This morning saw the 2018 MIPCOM Personality of the Year keynote from Issa Rae, the creator, producer and star of HBO show Insecure, who is also an award-winning online star (with her web-show The Misadventures Of Awkward Black Girl) and a bestselling author, thanks to her collection of essays. She was interviewed by writer and critic Iris Brey.

Rae started by talking about her early inspirations. “The desire came at a young age. My parents had one of those old Apple computers, and I just loved telling stories and typing… that runs in our family: just making each other laugh. So for me, I wanted to tell funny stories,” she said.

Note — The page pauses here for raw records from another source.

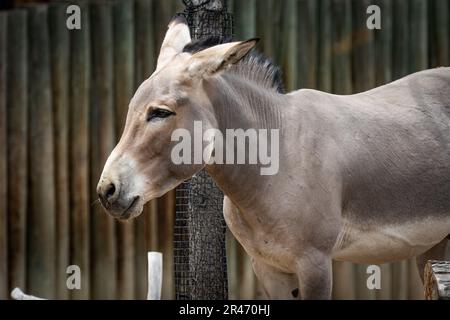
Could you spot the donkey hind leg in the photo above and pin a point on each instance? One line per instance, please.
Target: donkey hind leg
(441, 251)
(315, 276)
(276, 285)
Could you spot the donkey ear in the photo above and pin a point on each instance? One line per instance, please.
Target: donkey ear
(176, 38)
(210, 61)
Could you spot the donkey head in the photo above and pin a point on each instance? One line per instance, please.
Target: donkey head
(140, 167)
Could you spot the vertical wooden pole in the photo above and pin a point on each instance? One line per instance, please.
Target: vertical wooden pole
(245, 22)
(144, 66)
(400, 68)
(60, 57)
(80, 72)
(363, 76)
(401, 39)
(17, 144)
(41, 210)
(123, 14)
(418, 44)
(383, 44)
(165, 241)
(440, 42)
(290, 47)
(419, 61)
(307, 43)
(343, 272)
(265, 26)
(383, 75)
(324, 66)
(245, 19)
(3, 162)
(102, 138)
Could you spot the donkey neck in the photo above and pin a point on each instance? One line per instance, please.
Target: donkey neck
(241, 104)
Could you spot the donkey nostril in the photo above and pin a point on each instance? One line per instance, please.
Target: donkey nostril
(110, 191)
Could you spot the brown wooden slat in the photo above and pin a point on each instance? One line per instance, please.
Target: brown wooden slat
(400, 48)
(418, 41)
(343, 272)
(17, 145)
(41, 210)
(3, 161)
(439, 34)
(60, 57)
(166, 214)
(324, 66)
(383, 75)
(383, 44)
(307, 43)
(123, 15)
(102, 142)
(80, 71)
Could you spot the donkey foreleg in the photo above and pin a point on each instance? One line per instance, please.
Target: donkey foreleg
(315, 276)
(441, 251)
(277, 285)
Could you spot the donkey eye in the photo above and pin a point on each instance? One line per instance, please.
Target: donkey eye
(159, 113)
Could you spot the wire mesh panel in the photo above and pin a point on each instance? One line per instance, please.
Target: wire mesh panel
(200, 256)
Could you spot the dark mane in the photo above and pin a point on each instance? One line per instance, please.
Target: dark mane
(255, 66)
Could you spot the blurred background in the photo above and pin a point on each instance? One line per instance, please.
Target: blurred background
(63, 101)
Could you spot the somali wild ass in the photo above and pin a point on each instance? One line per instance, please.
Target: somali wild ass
(362, 178)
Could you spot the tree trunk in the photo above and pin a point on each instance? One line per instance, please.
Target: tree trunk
(200, 254)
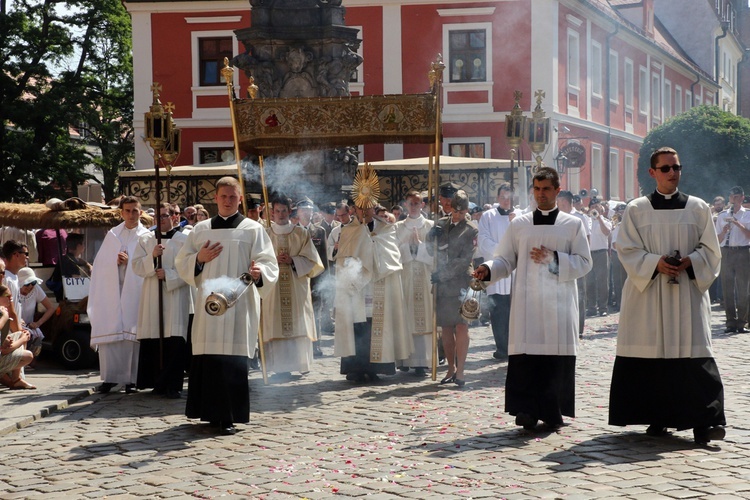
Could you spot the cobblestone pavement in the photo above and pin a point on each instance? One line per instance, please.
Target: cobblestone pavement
(320, 436)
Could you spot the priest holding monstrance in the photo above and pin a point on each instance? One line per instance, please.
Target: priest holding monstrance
(665, 375)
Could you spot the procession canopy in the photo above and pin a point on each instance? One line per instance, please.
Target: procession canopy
(280, 126)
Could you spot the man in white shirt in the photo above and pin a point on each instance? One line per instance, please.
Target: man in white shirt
(734, 237)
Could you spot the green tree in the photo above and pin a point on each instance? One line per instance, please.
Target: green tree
(714, 149)
(64, 64)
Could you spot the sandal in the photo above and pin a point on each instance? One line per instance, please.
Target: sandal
(22, 384)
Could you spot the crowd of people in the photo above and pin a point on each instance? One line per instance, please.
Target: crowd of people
(368, 274)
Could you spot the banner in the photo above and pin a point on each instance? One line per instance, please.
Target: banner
(278, 126)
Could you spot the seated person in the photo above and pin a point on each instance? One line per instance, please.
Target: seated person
(72, 265)
(13, 353)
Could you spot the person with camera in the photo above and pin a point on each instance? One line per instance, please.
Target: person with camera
(734, 236)
(665, 375)
(597, 281)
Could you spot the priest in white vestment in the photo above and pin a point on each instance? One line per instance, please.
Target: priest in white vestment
(217, 252)
(288, 316)
(417, 263)
(161, 363)
(114, 296)
(665, 375)
(549, 251)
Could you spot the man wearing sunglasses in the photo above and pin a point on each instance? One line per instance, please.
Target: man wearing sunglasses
(665, 375)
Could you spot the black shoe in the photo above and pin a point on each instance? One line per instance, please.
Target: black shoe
(526, 421)
(655, 430)
(703, 435)
(227, 429)
(105, 387)
(172, 395)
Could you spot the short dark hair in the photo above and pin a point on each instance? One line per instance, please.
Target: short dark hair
(547, 173)
(661, 151)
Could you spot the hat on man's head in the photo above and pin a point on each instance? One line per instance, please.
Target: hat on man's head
(460, 200)
(26, 276)
(305, 203)
(448, 189)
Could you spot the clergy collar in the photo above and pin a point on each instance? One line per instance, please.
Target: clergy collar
(285, 229)
(668, 196)
(546, 213)
(230, 217)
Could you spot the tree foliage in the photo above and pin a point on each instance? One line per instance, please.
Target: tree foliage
(64, 63)
(714, 149)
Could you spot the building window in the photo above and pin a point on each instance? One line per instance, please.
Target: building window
(628, 83)
(468, 55)
(574, 60)
(629, 174)
(643, 90)
(215, 155)
(596, 168)
(211, 54)
(614, 173)
(614, 77)
(467, 149)
(596, 69)
(656, 96)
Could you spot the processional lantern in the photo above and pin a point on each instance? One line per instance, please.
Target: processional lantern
(537, 129)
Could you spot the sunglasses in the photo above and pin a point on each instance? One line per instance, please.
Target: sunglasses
(666, 168)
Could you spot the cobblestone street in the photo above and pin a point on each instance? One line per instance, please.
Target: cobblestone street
(320, 436)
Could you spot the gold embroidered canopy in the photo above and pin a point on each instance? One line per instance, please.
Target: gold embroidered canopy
(278, 126)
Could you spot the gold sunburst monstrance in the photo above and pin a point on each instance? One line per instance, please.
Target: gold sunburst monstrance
(366, 188)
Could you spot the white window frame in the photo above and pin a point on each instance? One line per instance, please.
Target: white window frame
(596, 69)
(597, 178)
(643, 90)
(359, 85)
(614, 170)
(628, 169)
(614, 77)
(485, 86)
(449, 141)
(629, 88)
(217, 90)
(656, 109)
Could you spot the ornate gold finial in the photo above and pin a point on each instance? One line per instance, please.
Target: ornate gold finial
(366, 188)
(252, 89)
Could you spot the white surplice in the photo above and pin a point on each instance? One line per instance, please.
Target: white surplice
(235, 332)
(114, 296)
(417, 287)
(659, 319)
(544, 312)
(177, 299)
(288, 315)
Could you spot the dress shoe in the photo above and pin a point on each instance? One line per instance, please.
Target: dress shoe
(227, 429)
(703, 435)
(105, 387)
(656, 430)
(526, 421)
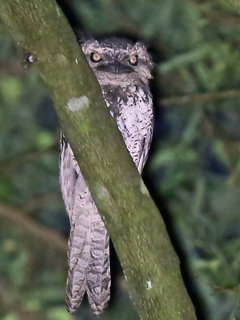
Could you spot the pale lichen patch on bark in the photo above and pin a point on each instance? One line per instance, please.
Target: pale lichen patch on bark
(76, 104)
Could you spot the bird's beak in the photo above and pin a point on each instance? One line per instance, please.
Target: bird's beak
(115, 67)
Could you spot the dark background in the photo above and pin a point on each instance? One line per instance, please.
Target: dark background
(193, 170)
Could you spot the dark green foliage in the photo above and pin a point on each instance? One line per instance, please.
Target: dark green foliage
(194, 166)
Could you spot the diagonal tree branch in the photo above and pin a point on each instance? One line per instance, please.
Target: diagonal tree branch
(132, 219)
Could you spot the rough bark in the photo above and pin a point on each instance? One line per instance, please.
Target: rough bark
(150, 264)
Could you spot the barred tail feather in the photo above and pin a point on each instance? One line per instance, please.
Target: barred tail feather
(98, 275)
(78, 258)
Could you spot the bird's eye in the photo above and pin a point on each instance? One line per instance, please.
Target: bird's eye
(95, 57)
(133, 60)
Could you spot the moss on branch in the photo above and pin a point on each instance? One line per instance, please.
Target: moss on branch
(132, 219)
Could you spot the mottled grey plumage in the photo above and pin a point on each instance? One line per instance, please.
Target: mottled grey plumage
(123, 71)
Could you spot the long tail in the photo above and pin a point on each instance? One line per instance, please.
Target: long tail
(78, 259)
(89, 263)
(98, 275)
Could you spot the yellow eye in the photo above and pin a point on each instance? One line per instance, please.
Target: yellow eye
(95, 57)
(133, 60)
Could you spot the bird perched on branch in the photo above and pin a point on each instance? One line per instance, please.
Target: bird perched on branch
(123, 69)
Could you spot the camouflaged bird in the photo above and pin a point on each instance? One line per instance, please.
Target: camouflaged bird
(123, 69)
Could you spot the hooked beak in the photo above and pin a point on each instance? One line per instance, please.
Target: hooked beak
(115, 67)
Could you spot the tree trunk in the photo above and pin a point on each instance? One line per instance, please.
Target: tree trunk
(137, 230)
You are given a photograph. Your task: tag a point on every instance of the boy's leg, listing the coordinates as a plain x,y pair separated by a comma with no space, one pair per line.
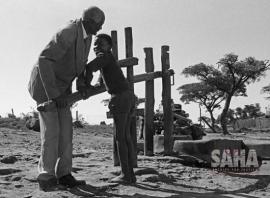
131,152
120,120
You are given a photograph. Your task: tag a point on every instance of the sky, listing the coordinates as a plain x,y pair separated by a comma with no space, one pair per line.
196,31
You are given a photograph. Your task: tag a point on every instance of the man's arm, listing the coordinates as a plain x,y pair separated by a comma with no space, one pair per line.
54,51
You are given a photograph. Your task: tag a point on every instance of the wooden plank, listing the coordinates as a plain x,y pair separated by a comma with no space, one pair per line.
128,62
138,112
149,104
166,100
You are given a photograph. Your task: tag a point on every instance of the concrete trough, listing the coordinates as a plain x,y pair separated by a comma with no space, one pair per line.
159,141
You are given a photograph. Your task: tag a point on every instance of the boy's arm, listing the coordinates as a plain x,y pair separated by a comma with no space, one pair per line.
96,64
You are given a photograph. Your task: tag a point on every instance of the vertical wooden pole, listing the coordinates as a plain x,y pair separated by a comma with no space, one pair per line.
149,104
114,44
77,116
116,161
130,73
166,100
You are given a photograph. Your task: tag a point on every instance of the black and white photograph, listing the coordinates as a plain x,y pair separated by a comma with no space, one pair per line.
135,98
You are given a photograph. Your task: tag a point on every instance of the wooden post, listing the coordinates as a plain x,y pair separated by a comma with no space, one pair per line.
166,100
114,44
116,161
149,104
77,116
130,73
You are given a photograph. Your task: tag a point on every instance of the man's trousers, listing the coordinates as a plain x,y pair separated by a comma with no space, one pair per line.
56,143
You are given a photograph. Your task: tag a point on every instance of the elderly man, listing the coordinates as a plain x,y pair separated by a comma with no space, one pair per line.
61,61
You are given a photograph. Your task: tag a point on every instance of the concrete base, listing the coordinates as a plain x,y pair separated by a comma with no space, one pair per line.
159,141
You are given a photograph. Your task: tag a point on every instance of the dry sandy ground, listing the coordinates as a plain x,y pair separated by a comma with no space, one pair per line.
157,176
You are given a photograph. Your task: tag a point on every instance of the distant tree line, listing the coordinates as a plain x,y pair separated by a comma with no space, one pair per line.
217,84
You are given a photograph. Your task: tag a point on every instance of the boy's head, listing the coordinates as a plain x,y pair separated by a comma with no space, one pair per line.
103,43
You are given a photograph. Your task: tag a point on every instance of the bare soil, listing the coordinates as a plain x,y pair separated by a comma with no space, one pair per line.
157,176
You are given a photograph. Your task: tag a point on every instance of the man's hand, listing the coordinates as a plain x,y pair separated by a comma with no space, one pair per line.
83,91
60,101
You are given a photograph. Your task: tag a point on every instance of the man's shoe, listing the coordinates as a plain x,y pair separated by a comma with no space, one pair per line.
121,180
133,180
70,182
47,185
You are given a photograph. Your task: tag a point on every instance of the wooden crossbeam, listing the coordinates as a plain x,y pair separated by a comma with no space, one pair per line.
128,62
138,112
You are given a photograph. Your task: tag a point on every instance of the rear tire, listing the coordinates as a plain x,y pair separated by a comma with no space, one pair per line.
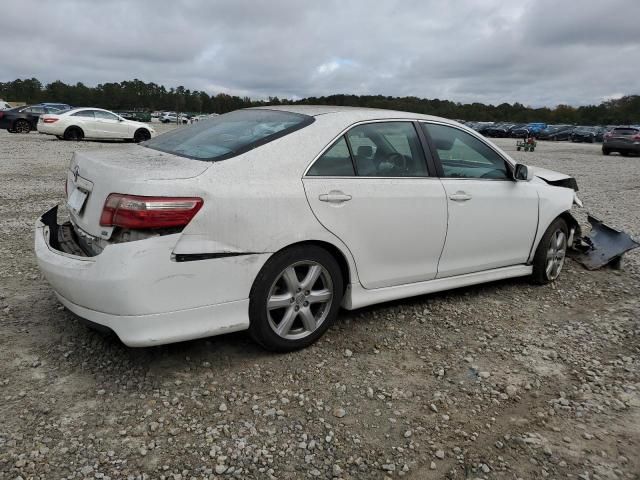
551,253
22,126
74,134
141,135
295,298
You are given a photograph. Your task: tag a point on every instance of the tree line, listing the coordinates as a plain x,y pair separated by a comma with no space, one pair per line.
138,95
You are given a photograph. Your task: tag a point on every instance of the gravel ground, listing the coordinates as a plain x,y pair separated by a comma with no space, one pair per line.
504,380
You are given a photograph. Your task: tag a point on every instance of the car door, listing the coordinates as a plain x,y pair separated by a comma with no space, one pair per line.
33,114
492,219
110,126
372,189
85,119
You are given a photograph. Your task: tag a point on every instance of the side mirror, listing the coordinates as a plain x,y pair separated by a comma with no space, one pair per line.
522,173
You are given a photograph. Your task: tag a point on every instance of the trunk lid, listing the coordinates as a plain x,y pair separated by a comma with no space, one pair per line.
134,169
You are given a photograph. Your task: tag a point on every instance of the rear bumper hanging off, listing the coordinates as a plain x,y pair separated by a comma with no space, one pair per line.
605,245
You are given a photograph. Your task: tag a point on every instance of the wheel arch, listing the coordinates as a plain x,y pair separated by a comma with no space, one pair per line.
572,224
73,127
335,252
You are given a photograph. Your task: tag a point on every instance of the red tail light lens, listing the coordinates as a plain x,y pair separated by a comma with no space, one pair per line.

Later on, she was also influenced by what she saw on television – and also what she didn’t see. “There was a singular representation of black women that I felt was not characteristic of anyone I knew. It was at that time that I decided I want to create something, that reflects me and my friends.” That led to Dorm Diaries. “I had a lightbulb moment when I was in the bathroom. ‘I should create a soap opera or a docuseries of what it’s like to be black at Stanford University. I should cast my friends. They will share it because they’re vain!’” she laughed.

Rae cited experiences from her career being told that there wasn’t an audience for this kind of content. “The answer for me was putting something online for my friends to watch,” she said. “Wow! I didn’t have to go through anyone. I just put it out there and people are watching it.”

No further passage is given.